Jack
Kerouac – Un fragmento de En el camino (novela de 1955)
Yo
pensé que toda la tierra salvaje de Estados Unidos estaba en el oeste hasta que
el fantasma del río Susquehanna me probó lo contrario. No, hay naturaleza en el
este; es la misma naturaleza que Ben Franklin recorrió lentamente en los días
de las carretas cuando era jefe de correos, la misma de cuando George
Washington combatía indios, de cuando Daniel Boone contaba historias a luz de una
lámpara en Pensilvania y prometía encontrar el Desfiladero, de cuando Bradford
construyó su ruta y los hombres festejaron en sus cabañas de madera. No había
grandes espacios en Arizona para el hombre pequeño, sólo la naturaleza de
matorrales del este de Pensilvania, Maryland y Virginia, las rutas secundarias,
las rutas de brea que se curvan entre los ríos tristes como el Susquehanna, el
viejo Potomac y Monocacy.
Esa
noche en Harrisburg tuve que dormir en un banco de la estación de trenes; al
amanecer los guardas de la estación me echaron. ¿No es verdad que empezás tu
vida siendo un dulce niño creyendo en todo lo que está bajo el techo de tu
padre? Después llega el día de los laodiceos, cuando te das cuenta que sos
desgraciado y miserable y estás pobre y ciego y desnudo, y con la cara de un
horripilante fantasma afligido te vas temblando por una vida de pesadilla. Salí
de la estación a los tropiezos, ojeroso; no tenía más control.
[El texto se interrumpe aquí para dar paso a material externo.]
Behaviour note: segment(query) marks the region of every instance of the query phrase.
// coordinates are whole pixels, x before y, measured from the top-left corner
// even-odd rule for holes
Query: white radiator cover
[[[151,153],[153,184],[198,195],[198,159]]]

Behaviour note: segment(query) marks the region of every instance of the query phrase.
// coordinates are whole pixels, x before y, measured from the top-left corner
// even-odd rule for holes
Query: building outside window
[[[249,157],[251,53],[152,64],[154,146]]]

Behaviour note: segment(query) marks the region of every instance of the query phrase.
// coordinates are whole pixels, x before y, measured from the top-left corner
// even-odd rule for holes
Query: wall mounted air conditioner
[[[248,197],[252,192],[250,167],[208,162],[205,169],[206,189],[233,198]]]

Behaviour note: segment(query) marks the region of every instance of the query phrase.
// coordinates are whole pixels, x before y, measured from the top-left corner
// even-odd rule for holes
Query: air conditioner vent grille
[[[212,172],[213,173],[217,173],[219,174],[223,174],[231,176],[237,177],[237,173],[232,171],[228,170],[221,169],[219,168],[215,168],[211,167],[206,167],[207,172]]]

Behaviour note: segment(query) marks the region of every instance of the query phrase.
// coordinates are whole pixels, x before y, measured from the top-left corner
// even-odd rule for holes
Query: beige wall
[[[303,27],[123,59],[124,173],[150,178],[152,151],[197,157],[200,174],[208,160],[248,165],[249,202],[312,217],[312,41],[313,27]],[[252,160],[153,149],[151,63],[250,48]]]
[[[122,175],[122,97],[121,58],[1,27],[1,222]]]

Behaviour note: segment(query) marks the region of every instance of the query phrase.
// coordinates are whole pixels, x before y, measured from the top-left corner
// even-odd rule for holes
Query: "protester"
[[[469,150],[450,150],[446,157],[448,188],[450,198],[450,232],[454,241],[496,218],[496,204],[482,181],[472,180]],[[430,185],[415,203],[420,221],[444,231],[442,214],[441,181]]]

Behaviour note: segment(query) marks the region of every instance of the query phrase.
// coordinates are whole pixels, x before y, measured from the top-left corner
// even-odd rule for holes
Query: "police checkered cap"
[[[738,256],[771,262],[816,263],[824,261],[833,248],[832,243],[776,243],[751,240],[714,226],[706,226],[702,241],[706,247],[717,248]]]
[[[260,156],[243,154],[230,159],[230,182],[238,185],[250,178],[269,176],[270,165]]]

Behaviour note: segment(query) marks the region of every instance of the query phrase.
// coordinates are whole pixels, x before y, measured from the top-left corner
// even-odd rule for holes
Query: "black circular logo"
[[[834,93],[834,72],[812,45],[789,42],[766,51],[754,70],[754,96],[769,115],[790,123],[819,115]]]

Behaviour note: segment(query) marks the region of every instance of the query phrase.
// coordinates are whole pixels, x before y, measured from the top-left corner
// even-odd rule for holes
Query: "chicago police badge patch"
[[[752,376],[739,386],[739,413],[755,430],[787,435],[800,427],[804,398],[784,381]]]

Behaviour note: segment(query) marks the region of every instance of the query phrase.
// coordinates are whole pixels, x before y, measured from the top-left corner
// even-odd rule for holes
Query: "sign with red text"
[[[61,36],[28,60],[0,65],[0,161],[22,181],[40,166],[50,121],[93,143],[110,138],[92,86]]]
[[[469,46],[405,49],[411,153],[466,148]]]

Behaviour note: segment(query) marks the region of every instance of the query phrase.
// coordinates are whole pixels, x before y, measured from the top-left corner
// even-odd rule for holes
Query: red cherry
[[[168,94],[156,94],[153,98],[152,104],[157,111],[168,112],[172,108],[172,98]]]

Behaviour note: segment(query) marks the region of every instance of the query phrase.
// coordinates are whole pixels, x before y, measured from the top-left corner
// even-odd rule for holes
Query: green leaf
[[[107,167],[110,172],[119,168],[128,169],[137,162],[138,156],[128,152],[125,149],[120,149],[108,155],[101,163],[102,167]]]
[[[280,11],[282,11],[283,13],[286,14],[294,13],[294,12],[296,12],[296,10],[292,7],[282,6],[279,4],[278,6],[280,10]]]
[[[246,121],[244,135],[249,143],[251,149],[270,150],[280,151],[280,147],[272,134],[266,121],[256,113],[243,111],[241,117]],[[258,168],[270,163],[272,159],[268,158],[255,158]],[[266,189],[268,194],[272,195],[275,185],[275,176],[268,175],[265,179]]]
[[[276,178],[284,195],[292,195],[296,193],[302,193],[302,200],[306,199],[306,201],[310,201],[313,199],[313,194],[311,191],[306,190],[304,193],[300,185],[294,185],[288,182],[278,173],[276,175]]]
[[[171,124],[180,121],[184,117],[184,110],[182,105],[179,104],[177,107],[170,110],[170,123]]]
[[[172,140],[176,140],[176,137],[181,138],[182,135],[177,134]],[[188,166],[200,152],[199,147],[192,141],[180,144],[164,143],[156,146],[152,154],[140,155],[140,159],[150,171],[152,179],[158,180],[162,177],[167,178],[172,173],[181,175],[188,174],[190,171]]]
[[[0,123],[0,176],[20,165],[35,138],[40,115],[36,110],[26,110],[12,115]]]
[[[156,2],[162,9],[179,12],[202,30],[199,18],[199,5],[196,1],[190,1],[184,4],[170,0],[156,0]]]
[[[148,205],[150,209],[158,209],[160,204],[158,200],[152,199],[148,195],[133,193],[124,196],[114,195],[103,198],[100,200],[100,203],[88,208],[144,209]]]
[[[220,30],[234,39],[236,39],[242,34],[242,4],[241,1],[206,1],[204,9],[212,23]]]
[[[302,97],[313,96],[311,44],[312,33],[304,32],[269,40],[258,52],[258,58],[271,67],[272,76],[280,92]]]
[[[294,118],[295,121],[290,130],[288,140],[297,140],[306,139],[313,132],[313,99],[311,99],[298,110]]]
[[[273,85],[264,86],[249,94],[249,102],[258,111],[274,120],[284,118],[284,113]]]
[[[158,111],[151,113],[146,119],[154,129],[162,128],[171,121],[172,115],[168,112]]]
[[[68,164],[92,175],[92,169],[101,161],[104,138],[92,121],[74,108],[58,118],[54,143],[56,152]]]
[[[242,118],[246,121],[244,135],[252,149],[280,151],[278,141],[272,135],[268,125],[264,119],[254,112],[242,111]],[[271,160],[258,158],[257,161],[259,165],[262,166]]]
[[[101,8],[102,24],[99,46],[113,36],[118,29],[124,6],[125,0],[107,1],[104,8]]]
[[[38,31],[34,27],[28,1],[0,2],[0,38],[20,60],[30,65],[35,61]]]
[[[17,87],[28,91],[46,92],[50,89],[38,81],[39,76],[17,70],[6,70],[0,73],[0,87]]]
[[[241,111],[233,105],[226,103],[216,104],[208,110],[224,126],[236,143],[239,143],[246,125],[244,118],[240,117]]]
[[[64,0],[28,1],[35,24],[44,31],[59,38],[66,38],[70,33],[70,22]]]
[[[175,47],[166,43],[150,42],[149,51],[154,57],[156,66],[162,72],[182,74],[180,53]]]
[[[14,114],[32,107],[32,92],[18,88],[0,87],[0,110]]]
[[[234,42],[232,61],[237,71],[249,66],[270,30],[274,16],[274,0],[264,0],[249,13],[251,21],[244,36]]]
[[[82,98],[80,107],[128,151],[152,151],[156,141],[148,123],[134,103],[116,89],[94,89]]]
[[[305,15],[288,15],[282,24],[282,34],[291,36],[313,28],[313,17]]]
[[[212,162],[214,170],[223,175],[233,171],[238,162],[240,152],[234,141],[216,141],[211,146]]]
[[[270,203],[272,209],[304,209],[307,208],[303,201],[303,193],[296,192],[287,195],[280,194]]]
Todo lo que
podía ver de la mañana era una blancura como la blancura de la tumba. Me moría
de hambre. Todo lo que me quedaba de calorías eran unas gotas para la tos que
había comprado en Shelton, Nebraska, meses atrás; las bebí por su azúcar. No
sabía cómo mendigar. Salí a los tropiezos del pueblo con fuerza apenas para
alcanzar los límites de la ciudad. Sabía que me iban a arrestar si me quedaba
otra noche en Harrisburg. ¡Maldita ciudad! El viaje que conseguí fue con un flacucho y demacrado hombre
que creía en la inanición controlada por el bien de la salud. Cuando le dije
que yo estaba muriéndome de hambre mientras íbamos hacia el este, me dijo:
“Bien, bien, no hay nada mejor para vos. Yo mismo no como desde hace tres días.
Voy a vivir hasta los ciento cincuenta años”. Era una bolsa de huesos, un
muñeco blando, un palo partido, un maníaco. Podría haber logrado un viaje con un gordo rico que me dijera: “Paremos en este restaurante y comamos rodajas de cerdo y
arvejas”. No, tenía que ligar esa mañana un viaje con un maníaco que creía en
la inanición controlada por el bien de la salud. Después de doscientos
kilómetros se fue poniendo indulgente y sacó sándwiches de pan y manteca del
baúl. Estaban escondidos entre sus muestras de vendedor. Estaba vendiendo
elementos fijos para plomería por Pensilvania. Devoré el pan con manteca. De
pronto me empecé a reír. Estaba solo en el auto, esperando mientras él hacía
llamados de trabajo en Allentown, y yo me reía y reía. Dios mío, qué cansado y
harto estaba de la vida. Pero el loco me llevó a casa en Nueva York.
De
repente me encontré en Times Square. Había viajado casi trece mil kilómetros
alrededor de Estados Unidos y estaba de vuelta en Times Square; y justo en
medio de la hora pico también, viendo con mis inocentes ojos de ruta la
completa locura y el hurra fantástico de Nueva York con sus millones y millones
empujándose entre sí detrás de un mango, el sueño enloquecido – tomar, agarrar, dar,
suspirar, morir, sólo para que pudieran ser enterrados en esos horribles
cementerios más allá de Long Island.